Tutt'altra storia, purtroppo, dal punto di vista strutturale. Hiroshi, infatti, arricchì le meccaniche del primo episodio, aggiungendo numerose nuove caratteristiche ma lasciando, purtroppo, inalterati i difetti. In Ryuuko no Ken 2 si usano quattro pulsanti, ma solo due sono per calci e pugni: sfiorandoli il lottatore esegue un colpo debole, tenendoli premuti il colpo diviene forte. Il terzo tasto è per le prese e, premuto in contemporanea con quelli di attacco, sfodera ulteriori colpi intermedi. Il quarto pulsante, infine, consente di provocare l'avversario, facendo decrescere la sua energia spirituale (o ki). E proprio questa è la croce e la delizia del gioco. Il livello di ki degli sfidanti infatti diminuisce ogni volta che si usa una mossa speciale. Quando l'apposita barra si esaurisce questa fondamentale opportunità viene preclusa. Vi sono due modi per rimpinguare l'indicatore di ki: attendere il lunghissimo periodo di riempimento automatico oppure fermarsi per recuperare, rimanendo però alla mercè dell'avversario.

Le conseguenze di una scelta simile sono deleterie: se da un lato essa apre nuovi scenari strategici, dall'altro l'uso delle mosse speciali è disincentivato, nonostante la quantità di queste sia nettamente superiore alla media.

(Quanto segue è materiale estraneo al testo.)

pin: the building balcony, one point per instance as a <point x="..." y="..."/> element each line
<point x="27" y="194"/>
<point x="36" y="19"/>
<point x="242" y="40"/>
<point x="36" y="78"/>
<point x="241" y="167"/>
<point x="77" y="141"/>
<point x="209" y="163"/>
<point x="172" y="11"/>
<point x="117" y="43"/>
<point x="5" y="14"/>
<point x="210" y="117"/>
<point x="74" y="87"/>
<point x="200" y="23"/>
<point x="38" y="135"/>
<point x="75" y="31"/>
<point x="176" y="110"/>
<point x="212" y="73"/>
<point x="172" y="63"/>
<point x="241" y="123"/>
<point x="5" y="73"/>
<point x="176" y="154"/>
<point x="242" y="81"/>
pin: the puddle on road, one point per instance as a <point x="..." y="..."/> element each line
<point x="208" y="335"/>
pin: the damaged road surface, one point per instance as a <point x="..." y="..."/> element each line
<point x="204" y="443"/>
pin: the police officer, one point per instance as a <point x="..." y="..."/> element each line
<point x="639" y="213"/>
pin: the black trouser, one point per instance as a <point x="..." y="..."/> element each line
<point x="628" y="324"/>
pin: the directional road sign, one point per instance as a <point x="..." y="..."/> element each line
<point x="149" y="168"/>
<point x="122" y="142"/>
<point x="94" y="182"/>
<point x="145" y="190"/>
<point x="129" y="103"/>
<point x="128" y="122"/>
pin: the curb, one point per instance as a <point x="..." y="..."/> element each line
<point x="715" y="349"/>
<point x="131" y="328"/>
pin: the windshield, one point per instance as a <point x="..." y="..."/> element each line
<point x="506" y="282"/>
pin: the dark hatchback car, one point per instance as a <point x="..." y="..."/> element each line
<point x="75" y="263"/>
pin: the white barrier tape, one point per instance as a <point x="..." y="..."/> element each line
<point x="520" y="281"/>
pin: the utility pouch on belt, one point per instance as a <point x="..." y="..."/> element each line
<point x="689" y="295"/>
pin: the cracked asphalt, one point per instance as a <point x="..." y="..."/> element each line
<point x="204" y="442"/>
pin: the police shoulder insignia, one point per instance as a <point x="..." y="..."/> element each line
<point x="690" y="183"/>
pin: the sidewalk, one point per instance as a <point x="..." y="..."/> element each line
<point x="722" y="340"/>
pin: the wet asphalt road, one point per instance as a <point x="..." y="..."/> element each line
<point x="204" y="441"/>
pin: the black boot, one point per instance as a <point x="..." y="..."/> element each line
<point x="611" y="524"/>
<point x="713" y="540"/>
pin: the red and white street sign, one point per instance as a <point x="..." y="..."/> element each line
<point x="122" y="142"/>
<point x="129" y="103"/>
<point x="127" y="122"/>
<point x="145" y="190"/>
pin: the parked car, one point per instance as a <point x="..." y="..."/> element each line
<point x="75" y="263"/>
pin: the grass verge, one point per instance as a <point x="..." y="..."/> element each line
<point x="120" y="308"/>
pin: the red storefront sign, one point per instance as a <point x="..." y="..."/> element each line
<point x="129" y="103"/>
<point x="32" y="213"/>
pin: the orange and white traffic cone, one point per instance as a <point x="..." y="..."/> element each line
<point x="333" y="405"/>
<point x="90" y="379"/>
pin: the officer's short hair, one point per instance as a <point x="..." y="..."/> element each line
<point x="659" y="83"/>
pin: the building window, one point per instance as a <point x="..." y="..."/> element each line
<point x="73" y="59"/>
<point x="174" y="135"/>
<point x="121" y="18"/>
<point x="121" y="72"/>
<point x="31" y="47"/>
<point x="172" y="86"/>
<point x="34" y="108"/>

E gli scontri si frammentano perdendo ritmo e spettacolarità. Inoltre, il particolare sistema di controllo non permette combattimenti corpo a corpo vari e spettacolari: troppo poche e troppo poco intuitive da realizzare sono le mosse base per garantire quella cristallina perfezione dei più blasonati e giocabili campioni coevi. Il risultato, ulteriormente danneggiato anche da collisioni imprecise e da una risposta ai comandi migliorabile, rende Ryuuko no Ken 2 decisamente confuso e poco divertente da giocare, notevolmente lontano dai livelli di armoniosa eccellenza dei suoi concorrenti. Una difficoltà elevatissima, ai limiti della scorrettezza, incide ulteriormente sul divertimento della modalità ad un giocatore, lasciando al secondo utente (sempre che se ne trovi uno disposto ad apprendere e padroneggiare adeguatamente la poco intuitiva struttura) l'onere di riequilibrare le partite.

Ed è un vero peccato. Perché, sulla carta, se ci fossero stati un bilanciamento ed una cura generale migliori, le meccaniche ludiche avrebbero potuto dar vita ad un gioco estremamente originale, profondo ed interessante. Così, invece, Ryuuko no Ken 2 è solo un gigantesco spreco di tecnica, che va a narrare implacabilmente l'ennesima, mesta, storia nella quale gli allievi superano il maestro.